Printmaker Mai Tran is showcasing her series of relief prints at the 410 Project this month to share what her experience has been like living in the United States for the past six years.
“I grew up in the southern part of Vietnam, specifically Ho Chi Minh City,” Tran said. “I didn’t have a lot of experience in art or creativity back then. I liked drawing and usually spent lots of time doing it by myself, mostly portraitures. I didn’t have a chance to connect with the art community at all. Also, my family didn’t think it was a good choice to pursue.”
Because of that lack of support, Tran said she decided to pursue a college degree in interior design after graduating from high school.
“To be honest, now looking back I think it was a little reckless when I decided to go for interior design. I wanted to do fine art, but it wasn’t an ideal thing to do according to my family. So, I chose a major that could be an alternative for fine art, but I guess I was wrong.”
After working in the design and non-design fields, Tran discovered she wasn’t fulfilled in her career.
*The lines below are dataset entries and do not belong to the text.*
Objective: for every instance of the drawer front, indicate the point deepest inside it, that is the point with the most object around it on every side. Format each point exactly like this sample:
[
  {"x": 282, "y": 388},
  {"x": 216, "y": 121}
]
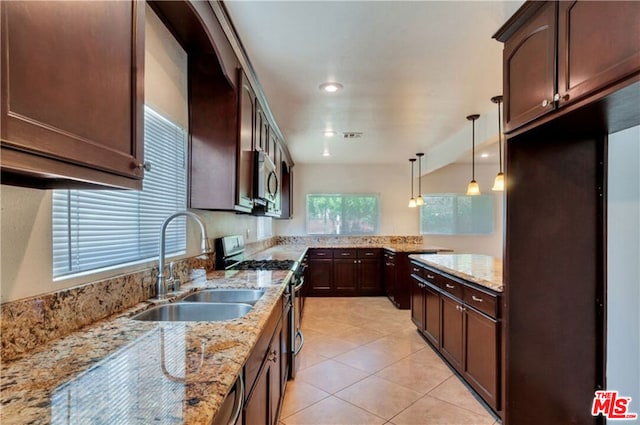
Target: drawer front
[
  {"x": 482, "y": 301},
  {"x": 452, "y": 287},
  {"x": 433, "y": 278},
  {"x": 369, "y": 253},
  {"x": 344, "y": 253},
  {"x": 321, "y": 253}
]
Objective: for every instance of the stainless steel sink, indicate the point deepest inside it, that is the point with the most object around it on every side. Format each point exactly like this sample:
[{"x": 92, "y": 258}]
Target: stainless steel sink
[
  {"x": 245, "y": 296},
  {"x": 194, "y": 312}
]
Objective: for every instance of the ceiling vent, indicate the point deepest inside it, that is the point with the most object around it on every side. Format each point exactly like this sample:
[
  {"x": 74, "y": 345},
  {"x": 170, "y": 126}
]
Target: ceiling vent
[{"x": 352, "y": 135}]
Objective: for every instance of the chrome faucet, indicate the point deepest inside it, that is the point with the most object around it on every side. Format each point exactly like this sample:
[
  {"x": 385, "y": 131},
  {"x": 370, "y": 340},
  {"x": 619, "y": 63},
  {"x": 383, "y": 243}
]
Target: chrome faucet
[{"x": 205, "y": 247}]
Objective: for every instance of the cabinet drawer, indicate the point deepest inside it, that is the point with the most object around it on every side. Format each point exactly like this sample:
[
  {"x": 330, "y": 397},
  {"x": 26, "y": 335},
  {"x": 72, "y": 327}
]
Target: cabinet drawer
[
  {"x": 432, "y": 277},
  {"x": 482, "y": 301},
  {"x": 452, "y": 287},
  {"x": 369, "y": 253},
  {"x": 344, "y": 253},
  {"x": 321, "y": 253}
]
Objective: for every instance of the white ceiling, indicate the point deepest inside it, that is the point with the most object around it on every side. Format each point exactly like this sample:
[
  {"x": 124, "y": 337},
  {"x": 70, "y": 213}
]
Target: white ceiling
[{"x": 412, "y": 71}]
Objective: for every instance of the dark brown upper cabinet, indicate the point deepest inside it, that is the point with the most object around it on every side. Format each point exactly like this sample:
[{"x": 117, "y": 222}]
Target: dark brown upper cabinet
[
  {"x": 559, "y": 53},
  {"x": 72, "y": 94}
]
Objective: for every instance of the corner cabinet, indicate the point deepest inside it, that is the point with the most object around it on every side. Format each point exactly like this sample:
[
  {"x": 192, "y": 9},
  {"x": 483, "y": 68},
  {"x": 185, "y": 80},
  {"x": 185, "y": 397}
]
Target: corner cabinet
[
  {"x": 463, "y": 323},
  {"x": 72, "y": 94},
  {"x": 559, "y": 53}
]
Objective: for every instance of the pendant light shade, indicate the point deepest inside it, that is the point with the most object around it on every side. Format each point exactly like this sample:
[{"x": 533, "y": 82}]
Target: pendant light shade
[
  {"x": 419, "y": 200},
  {"x": 498, "y": 183},
  {"x": 473, "y": 188},
  {"x": 412, "y": 201}
]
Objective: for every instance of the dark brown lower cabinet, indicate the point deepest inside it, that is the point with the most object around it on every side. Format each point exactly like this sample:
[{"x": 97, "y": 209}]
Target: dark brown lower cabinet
[
  {"x": 431, "y": 315},
  {"x": 264, "y": 394},
  {"x": 417, "y": 304},
  {"x": 369, "y": 277},
  {"x": 452, "y": 342},
  {"x": 463, "y": 324},
  {"x": 481, "y": 354},
  {"x": 320, "y": 273},
  {"x": 344, "y": 272}
]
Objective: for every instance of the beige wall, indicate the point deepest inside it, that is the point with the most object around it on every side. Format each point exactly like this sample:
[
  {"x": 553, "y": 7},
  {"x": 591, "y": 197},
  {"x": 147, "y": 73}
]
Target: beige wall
[
  {"x": 454, "y": 179},
  {"x": 392, "y": 183},
  {"x": 26, "y": 252}
]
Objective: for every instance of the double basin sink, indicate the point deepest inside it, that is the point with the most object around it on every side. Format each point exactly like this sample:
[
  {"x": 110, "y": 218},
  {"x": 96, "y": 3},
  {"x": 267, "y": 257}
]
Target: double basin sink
[{"x": 209, "y": 305}]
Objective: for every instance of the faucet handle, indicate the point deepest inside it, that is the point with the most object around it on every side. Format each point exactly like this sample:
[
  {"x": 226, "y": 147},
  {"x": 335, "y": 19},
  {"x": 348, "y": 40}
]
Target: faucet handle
[{"x": 174, "y": 282}]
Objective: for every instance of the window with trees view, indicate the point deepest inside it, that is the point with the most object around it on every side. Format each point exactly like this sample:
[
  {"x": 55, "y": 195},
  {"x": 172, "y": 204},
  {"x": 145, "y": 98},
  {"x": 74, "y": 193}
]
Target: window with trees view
[
  {"x": 343, "y": 214},
  {"x": 454, "y": 214}
]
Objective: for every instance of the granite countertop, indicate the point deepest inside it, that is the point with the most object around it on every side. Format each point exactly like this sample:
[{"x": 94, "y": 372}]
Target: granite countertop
[
  {"x": 480, "y": 269},
  {"x": 395, "y": 247},
  {"x": 123, "y": 371}
]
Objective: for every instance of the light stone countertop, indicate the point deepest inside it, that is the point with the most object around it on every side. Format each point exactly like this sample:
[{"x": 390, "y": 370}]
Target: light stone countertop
[
  {"x": 119, "y": 370},
  {"x": 480, "y": 269}
]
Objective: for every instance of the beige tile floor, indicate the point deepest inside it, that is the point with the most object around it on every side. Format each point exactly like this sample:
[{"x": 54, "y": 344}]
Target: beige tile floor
[{"x": 363, "y": 362}]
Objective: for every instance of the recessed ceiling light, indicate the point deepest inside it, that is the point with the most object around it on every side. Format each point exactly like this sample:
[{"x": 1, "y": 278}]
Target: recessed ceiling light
[{"x": 331, "y": 87}]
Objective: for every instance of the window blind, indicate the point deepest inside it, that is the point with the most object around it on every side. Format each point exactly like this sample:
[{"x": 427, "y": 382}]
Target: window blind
[{"x": 101, "y": 228}]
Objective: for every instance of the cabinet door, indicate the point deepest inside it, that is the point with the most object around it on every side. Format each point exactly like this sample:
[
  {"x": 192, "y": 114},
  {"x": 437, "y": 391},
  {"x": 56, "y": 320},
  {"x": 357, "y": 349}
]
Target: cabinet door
[
  {"x": 389, "y": 275},
  {"x": 344, "y": 276},
  {"x": 417, "y": 304},
  {"x": 481, "y": 355},
  {"x": 432, "y": 315},
  {"x": 598, "y": 45},
  {"x": 451, "y": 343},
  {"x": 320, "y": 277},
  {"x": 369, "y": 277},
  {"x": 72, "y": 90},
  {"x": 529, "y": 69},
  {"x": 246, "y": 110}
]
And despite not working in the arts, she still had a passion for it.
“It played an important role in my life. Even though I didn’t do art at the time, but I liked going to exhibitions, craft fairs, art fairs, etc. It was a big relief besides my busy workdays.”
She soon found herself wanting to do more with art.
“Well, you know the feeling that something in your head keeps calling you to follow — the instinct you may call. I had been looking and researching Western paintings and Japanese arts. I got so into the Japanese prints and eventually wanted to do something like that.”
Once that feeling hit, Tran decided to pursue studying abroad in Japan.
“One of my cousins went to school here at MSU Mankato. So when I brought up to him the idea of studying abroad in Japan, he said I should consider MSU Mankato in the U.S. too because they had some good programs with decent tuition fees for international students as well. “
Aside from learning about the U.S. in the classroom history books and how the Vietnam War ended, Tran said she had limited knowledge of the country. She knew even less about Minnesota.
“I didn’t really know anything besides it will be cold and snowy.”
She decided to take a chance and moved to Mankato in December 2015 to attend Minnesota State University to study fine arts in printmaking.
“There is no winter from where I came from. It’s always hot and humid. So, I arrived here the day after Christmas. And when I woke up the following day, there was a snow shower, and the cold air breezed to my face. It was the best thing ever to happen to me.”
Tran earned her bachelor of fine arts degree, along with a minor in photography, in spring 2021. She is now a graduate teaching assistant pursuing her master’s degree.
Her show at the 410 Project Gallery features eight prints that fuse the legends of Vietnam with the landscapes in and around Mankato, including woodcut, linocut and etching prints, all of which are inspired by her homeland.
“I’m interested in Vietnamese mythology, history, and culture,” Tran said. “I didn’t really care about that stuff in the past, but I guess when I get older, I kind of want to know more about my roots in depth. So, I’ve been researching my own culture and making artworks about what I’ve learned to make them accessible to contemporary society. “
The exhibit will also include the original blocks made by Tran to create her prints.
“I got a lot of inspiration from the Mankato area, and I blended my own culture into it,” she said. “I hope they (visitors) will get to know more about my printmaking practice as well as different aspects of Vietnamese culture.”